If $Y$ is an $n \times p$ data matrix, then the rank-one empirical Bayes matrix factorization model is:

$Y = \ell f' + E,$

where $\ell$ is an $n$ -vector of loadings, $f$ is a $p$ -vector of factors, and $E$ is an $n \times p$ matrix of residuals (or "errors"). Additionally:

$e_{ij} \sim N(0, s_{ij}^2): i = 1, ..., n; j = 1, ..., p$

$\ell \sim g_\ell \in G_\ell$

$f \sim g_f \in G_f.$

The residual variance parameters $s_{ij}^2$ are constrained to have a simple structure and are fit via maximum likelihood. (For example, one might assume that all standard errors are identical: $s_{ij}^2 = s^2$ for some $s^2$ and for all $i$ , $j$ ).

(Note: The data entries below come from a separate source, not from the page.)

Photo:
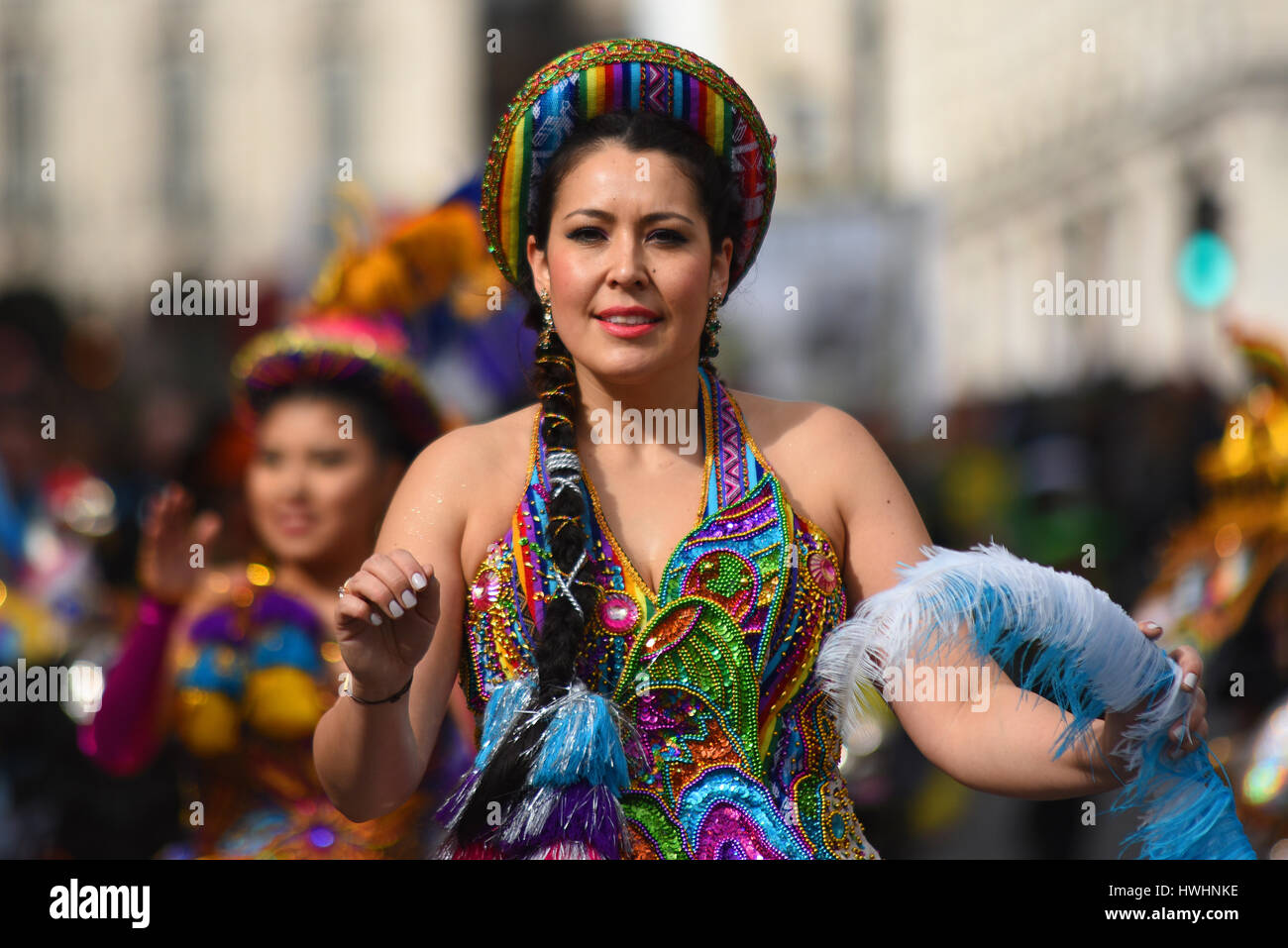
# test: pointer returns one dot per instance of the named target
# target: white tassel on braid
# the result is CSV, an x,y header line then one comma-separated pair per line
x,y
565,460
1080,649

The functions $g_\ell$ and $g_f$ are assumed to belong to some families of priors $G_\ell$ and $G_f$ that are specified in advance, and are estimated via variational approximation.

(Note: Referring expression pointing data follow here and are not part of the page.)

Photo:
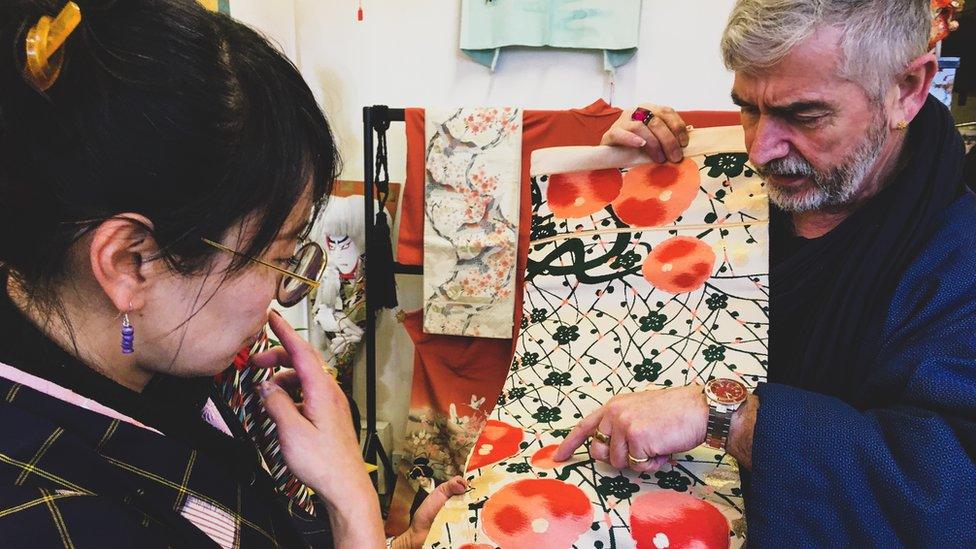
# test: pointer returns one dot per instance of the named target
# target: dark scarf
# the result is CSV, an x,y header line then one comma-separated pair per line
x,y
830,296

The general rank- $K$ empirical Bayes matrix factorization model is:

$Y = LF' + E$

$y_{ij} = \sum_k \ell_{ik} f_{jk} + e_{ij}: i = 1, ..., n; j = 1, ..., p,$

where $L$ is now a matrix of loadings and $F$ is a matrix of factors.

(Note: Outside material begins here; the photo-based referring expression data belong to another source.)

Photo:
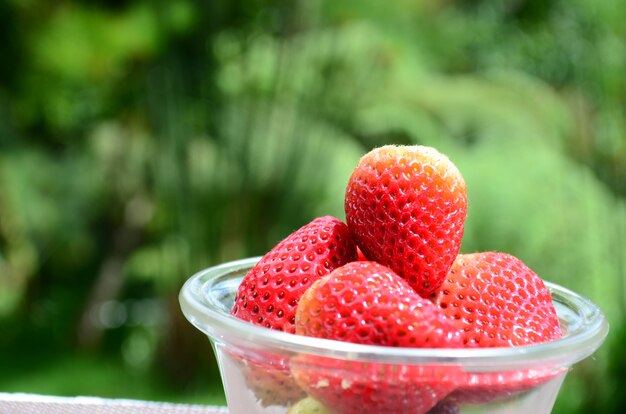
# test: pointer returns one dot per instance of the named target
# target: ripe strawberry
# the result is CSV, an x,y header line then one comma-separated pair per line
x,y
308,405
486,387
406,206
497,301
445,407
367,303
269,293
269,377
357,387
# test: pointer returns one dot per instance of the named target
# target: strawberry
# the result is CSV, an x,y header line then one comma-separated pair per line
x,y
358,387
367,303
497,301
269,293
486,387
308,405
406,206
445,407
268,376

Separate priors $g_\ell^{(k)}$ and $g_f^{(k)}$ are estimated via empirical Bayes, and different prior families may be used for different values of $k$ . In general, then:

$e_{ij} \sim N(0, s_{ij}^2): i = 1, ..., n; j = 1, ..., p$

$\ell_{ik} \sim g_\ell^{(k)} \in G_\ell^{(k)}: i = 1, ..., n; k = 1, ..., K$

$f_{ik} \sim g_f^{(k)} \in G_f^{(k)}: j = 1, ..., p; k = 1, ..., K.$

Typically, $G_\ell^{(k)}$ and $G_f^{(k)}$ will be closed under scaling, in which case $\ell_k$ and $f_k$ are only identifiable up to a scaling factor $d_k$ . In other words, we can write:

$Y = LDF' + E,$

where $D$ is a diagonal matrix with diagonal entries $d_1, ..., d_K$ . The model can then be made identifiable by constraining the scale of $\ell_k$ and $f_k$ for $k = 1, ..., K$ .

Value

A flash object. Contains elements:

n_factors: The total number of factor/loadings pairs $K$ in the fitted model.
pve: The proportion of variance explained by each factor/loadings pair. Since factors and loadings are not required to be orthogonal, this should be interpreted loosely: for example, the total proportion of variance explained could be larger than 1.
elbo: The variational lower bound achieved by the fitted model.
residuals_sd: Estimated residual standard deviations (these include any variance component given as an argument to S).
L_pm, L_psd, L_lfsr: Posterior means, standard deviations, and local false sign rates for loadings $L$ .
F_pm, F_psd, F_lfsr: Posterior means, standard deviations, and local false sign rates for factors $F$ .
L_ghat: The fitted priors on loadings $\hat{g}_\ell^{(k)}$ .
F_ghat: The fitted priors on factors $\hat{g}_f^{(k)}$ .
sampler: A function that takes a single argument nsamp and returns nsamp samples from the posterior distributions for factors $F$ and loadings $L$ .
flash_fit: A flash_fit object. Used by flash when fitting is not performed all at once, but incrementally via calls to various flash_xxx functions.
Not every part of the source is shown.